In 1938, all school children were issued with gas masks. Neville Chamberlain had just returned from Munich with his famous piece of paper. Education at this time called for pupils of 11 years of age to take a entrance examination which would stream them to other more senior schools (Eleven Plus).

I was given the right to a 'free place' in a grammar school if I could pass their entrance examination. So I entered entrance exams for St. Olave's Grammar School - Brockley Grammar School and a school sited in New Cross - Addey and Stanhope Grammar School. The first exam result came through for Addey and Stanhope so my father suggested that I join that school at once as war was looming on the horizon.

Operation Pied Piper was put into effect just days after my entry to the school. One September morning we were herded into buses for the railway station and entrained for our unknown destination. Other members of my family were sent elsewhere. Eldest sister Joan was evacuated to Hastings, two younger sisters sent Hailsham in Sussex and I was on my way to Burwash, Sussex.

Arrived at the destination, wearing our identity labels and carrying our few belongings in knapsacks or fibre suitcases and of course our gas masks in a small cardboard box strung around the neck. We must have looked a scruffy bunch, because the journey of only 60 or so miles had taken a very long time.

We were lined up for inspection by the villagers who selected the child or children of their choice. My first billet was with a family with two sons who tormented me unmercifully. I wasn't allowed to write home without my letter being read by the landlady, however I managed to smuggle a letter to Dad who came to the village and arranged for me to be moved.

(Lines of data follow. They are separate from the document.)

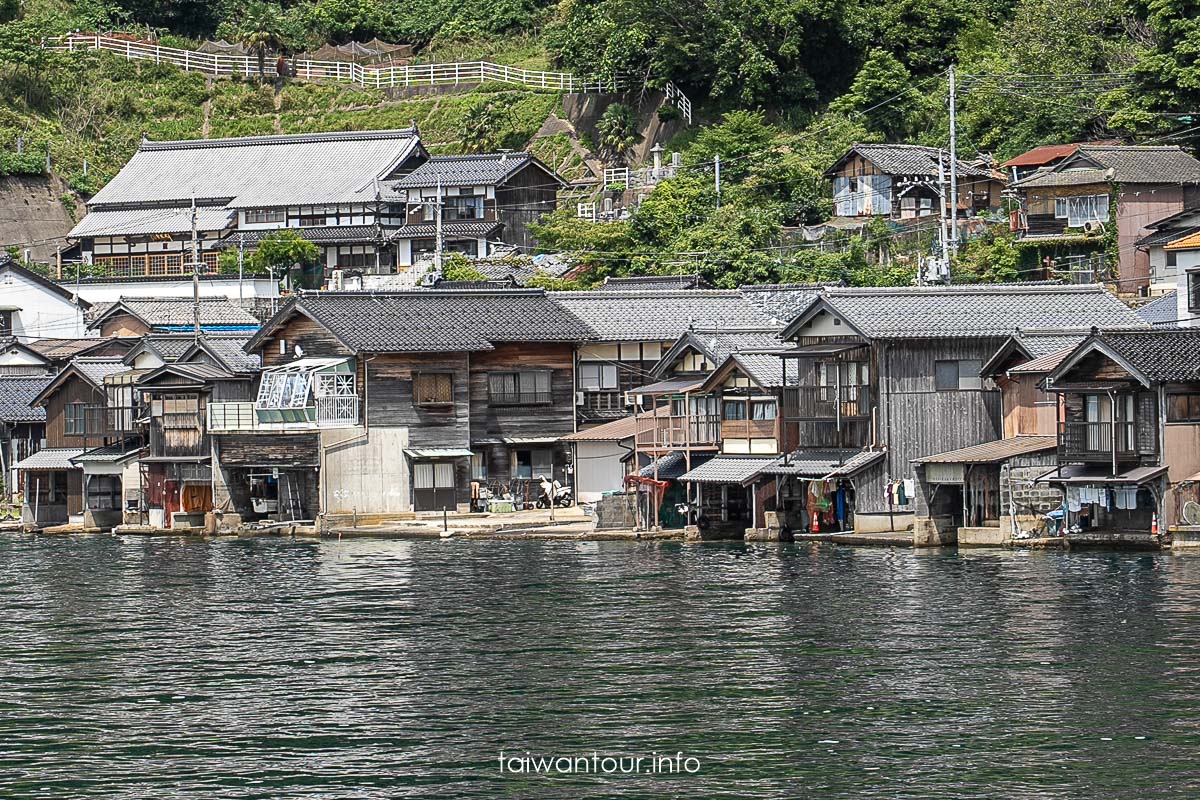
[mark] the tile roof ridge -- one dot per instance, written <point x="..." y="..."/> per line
<point x="149" y="145"/>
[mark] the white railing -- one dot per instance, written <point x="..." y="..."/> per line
<point x="330" y="413"/>
<point x="378" y="76"/>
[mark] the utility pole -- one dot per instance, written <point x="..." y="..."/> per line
<point x="954" y="169"/>
<point x="437" y="245"/>
<point x="717" y="178"/>
<point x="196" y="274"/>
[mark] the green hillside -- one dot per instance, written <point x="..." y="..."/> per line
<point x="780" y="89"/>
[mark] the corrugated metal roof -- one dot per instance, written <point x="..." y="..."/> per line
<point x="990" y="452"/>
<point x="261" y="172"/>
<point x="51" y="458"/>
<point x="1162" y="312"/>
<point x="153" y="221"/>
<point x="978" y="311"/>
<point x="823" y="463"/>
<point x="17" y="394"/>
<point x="727" y="469"/>
<point x="487" y="169"/>
<point x="1042" y="155"/>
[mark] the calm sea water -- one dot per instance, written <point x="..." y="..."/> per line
<point x="274" y="668"/>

The next home was with a very kind couple, Mr and Mrs Booth at the other end of the Burwash village. He was a chauffeur for a lady who lived in a big house at the end of the driveway. They had one son, Ken, aged about 15, who was very friendly to me. In fact the family treated me as a second son. Ken worked as a butcher boy and I would often visit the shop and help at the slaughterhouse.

Mum and Dad came down to see me as often as they could, the school arranged special parent's trips, and they would also send me a shilling each week. They now had their family spread out all over Sussex.

Addey and Stanhope School held the classes in a large mansion in Burwash Common. My lodgings were at the corner of the country lane, which led to the house of the famous writer and poet, Rudyard Kipling. Sadly, with the war going badly for the Allies, Dunkirk, the evacuation of troops from the continent it was decided by the authorities that we should be moved from the South of England and we entrained for a village in South Wales (Garnant). There I stayed until deciding to return to London to live with my mother after my father was called away to Scotland to work in the docks there.